欧盟和美国之所以会有这么大的差异,在于他们不同的文化传统。欧洲人认为保护人格权尊严不受侵犯是保护隐私权的核心,而美国人则把自由放在了至高无上的位置。这就导致二者对政府的信任度不同,欧洲人是极为信任政府的,普遍认为政府是保护个人隐私的主体,美国人则认为保护个人隐私的主体是个人,且自由不容政府的侵犯。因此欧盟和美国对待被遗忘权会有着如此截然不同的态度。
我国的情况和欧洲比较相似,宪法规定言论自由,但该自由应受到一定的限制,因此借鉴欧盟关于被遗忘权相关规定更符合我国的基本国情。
第一,被遗忘权不属于独立的法定人格权,它充其量只是一种用来保护人格利益的工具。法定人格权必须包含一个实体的内容,必须服务于某项确定的人格利益,且人格权是一种对世权[4]。被遗忘权所代表的是公民个人有权要求搜索公司删除个人所不再需要的信息,它并不包含一种实体的内容,且被遗忘权所针对的仅是那些可以对信息进行删除的控制者们。因此被遗忘权不应当作为一个独立的权利形态,应该依附于人格权而存在[5]。
第二,被遗忘权应该属于个人信息权的一部分,而不能独立于个人信息权之外。首先,个人信息权是人格权,其包含信息的决定权、保密权、查询权、更正权、封锁权、删除权和报酬请求权。其中的删除权是与被遗忘权相似的概念,只不过删除权的删除条件为“非法储存的信息”或“信息处理主体执行职责已无知悉该个人信息的必要”,从中可以看出删除权的范围相较于被遗忘权会更加的广泛,因而更加笼统难以执行,需要被遗忘权来加以细化,被遗忘权应该是一个下位概念。其次,被遗忘权自身过于单薄,无力支撑起一个完整的法律体系,因此需要与个人信息权放在一起。

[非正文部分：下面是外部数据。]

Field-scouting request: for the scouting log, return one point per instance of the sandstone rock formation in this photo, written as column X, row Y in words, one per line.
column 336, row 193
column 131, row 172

第三,被遗忘权和隐私权不同,不能将二者混为一谈。隐私权是指自然人享有的私人生活安宁与私人信息秘密依法受到保护,不被他人非法侵扰、知悉、收集、利用和公开的一种人格权,且权利主体对他人在何种程度上可以介入自己的私生活,对自己的隐私是否向他人公开以及公开的人群范围和程度等具有决定权。隐私权的范畴完全是对于个人隐私,而被遗忘权所针对的是过时的,不充分的、不恰当的信息。隐私权的保护是基于隐私,而被遗忘权所保护的对象不一定是隐私,因此被遗忘权和隐私权需被区分开来,而不能被杂糅在一起。

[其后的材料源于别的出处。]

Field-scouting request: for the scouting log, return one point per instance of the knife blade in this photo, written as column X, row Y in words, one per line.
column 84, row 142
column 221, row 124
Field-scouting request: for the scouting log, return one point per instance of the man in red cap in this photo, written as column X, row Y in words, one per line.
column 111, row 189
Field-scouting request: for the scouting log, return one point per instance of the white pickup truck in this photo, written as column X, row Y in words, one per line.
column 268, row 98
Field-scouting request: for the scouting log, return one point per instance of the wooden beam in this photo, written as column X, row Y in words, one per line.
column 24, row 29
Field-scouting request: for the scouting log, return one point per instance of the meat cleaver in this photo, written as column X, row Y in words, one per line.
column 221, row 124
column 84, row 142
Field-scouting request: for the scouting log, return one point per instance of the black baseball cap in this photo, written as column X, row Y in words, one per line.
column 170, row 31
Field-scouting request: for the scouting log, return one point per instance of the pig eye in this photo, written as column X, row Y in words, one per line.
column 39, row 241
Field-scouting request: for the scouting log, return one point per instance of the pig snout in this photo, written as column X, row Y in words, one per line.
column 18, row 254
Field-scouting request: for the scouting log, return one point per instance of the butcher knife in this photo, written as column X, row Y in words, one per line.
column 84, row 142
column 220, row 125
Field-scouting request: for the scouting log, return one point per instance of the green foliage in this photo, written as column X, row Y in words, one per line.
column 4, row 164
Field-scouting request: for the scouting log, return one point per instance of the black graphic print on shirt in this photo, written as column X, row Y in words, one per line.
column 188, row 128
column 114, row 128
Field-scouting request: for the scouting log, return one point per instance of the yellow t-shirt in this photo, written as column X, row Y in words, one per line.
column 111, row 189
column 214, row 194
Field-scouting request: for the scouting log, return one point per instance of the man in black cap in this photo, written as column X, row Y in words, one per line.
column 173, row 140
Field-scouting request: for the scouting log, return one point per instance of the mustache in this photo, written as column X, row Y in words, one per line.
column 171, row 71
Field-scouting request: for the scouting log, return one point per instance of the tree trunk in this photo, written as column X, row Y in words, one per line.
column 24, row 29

可见被遗忘权并不是一项具体的人格权,它是个人信息权的一部分,也不同于隐私权。明确被遗忘权的法律属性可以更好指导和规范司法实践。
被遗忘权的权利主体范围应明确,理论上自然人都应享有民事权利能力,但对于一些特殊群体或特殊行为人,若赋予其被遗忘权,则可能会影响公众知情权,损害社会公共利益,因此有必要做出一定的限制。

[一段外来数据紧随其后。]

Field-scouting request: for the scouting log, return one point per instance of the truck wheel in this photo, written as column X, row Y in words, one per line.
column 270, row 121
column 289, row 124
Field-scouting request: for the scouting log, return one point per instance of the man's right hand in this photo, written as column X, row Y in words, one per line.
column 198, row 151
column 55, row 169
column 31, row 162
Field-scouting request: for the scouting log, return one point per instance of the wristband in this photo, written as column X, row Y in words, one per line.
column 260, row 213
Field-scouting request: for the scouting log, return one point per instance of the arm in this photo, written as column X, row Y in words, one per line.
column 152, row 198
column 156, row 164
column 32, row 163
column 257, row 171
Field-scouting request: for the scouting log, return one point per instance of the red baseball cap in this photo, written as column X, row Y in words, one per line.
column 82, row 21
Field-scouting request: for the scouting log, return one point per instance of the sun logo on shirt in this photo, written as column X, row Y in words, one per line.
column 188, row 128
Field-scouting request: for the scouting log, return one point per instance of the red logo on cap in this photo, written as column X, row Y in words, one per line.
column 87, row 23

第一,公职人员仅应在一定程度上享有被遗忘权。公职人员在执行公务的时候,有些信息是不应该被即时披露的,如果被披露可能造成一定的损失,在这种情况下,公职人员应该享有被遗忘权。但我国宪法规定公民对于公职人员享有批评、建议和申诉、控告、检举权,如果公职人员享有被遗忘权则可能侵犯公众的知情权,公务的透明度也会因此受到影响,因此公职人员享有的被遗忘权应受一定的限制。
第二,重大犯罪行为人和恐怖分子不应当使用被遗忘权。重大犯罪行为人和恐怖分子自带危险属性,如果其危险信息被遗忘,在一定程度上会给公众安全造成一定威胁,为了保护更多数人的利益,因而重大犯罪行为人和恐怖分子不应享有被遗忘权。但若是未成年人犯罪,则应赋予其被遗忘权。未成年人心智尚未成熟,没有办法理性判断自己的行为,其行为被网络记忆后,可能对未成年人的成长不利,亦让其难以改过自新,因此未成年人可享有对其犯罪行为的被遗忘权,以保护未成年人的利益。
被遗忘权赋予用户删除网络上不充分,不恰当甚至是过时的信息,通过删除使得信息“被遗忘”。但这并不意味着所有想要被删除掉的信息都应彻底消失在网络这个时空,被遗忘权只是一个帮助淡化记忆的措施,使这个信息逐渐不被人们所接触,从而被遗忘。因此被遗忘权所删除信息的效力应及于网络上的有关链接和页面,相关的购物记录、网络游戏记录等显性数据,那些隐性数据,用户个人不知道的地方存在或者是通过当前技术手段无法找到及删除的信息并不应强制要求就此删除[6]。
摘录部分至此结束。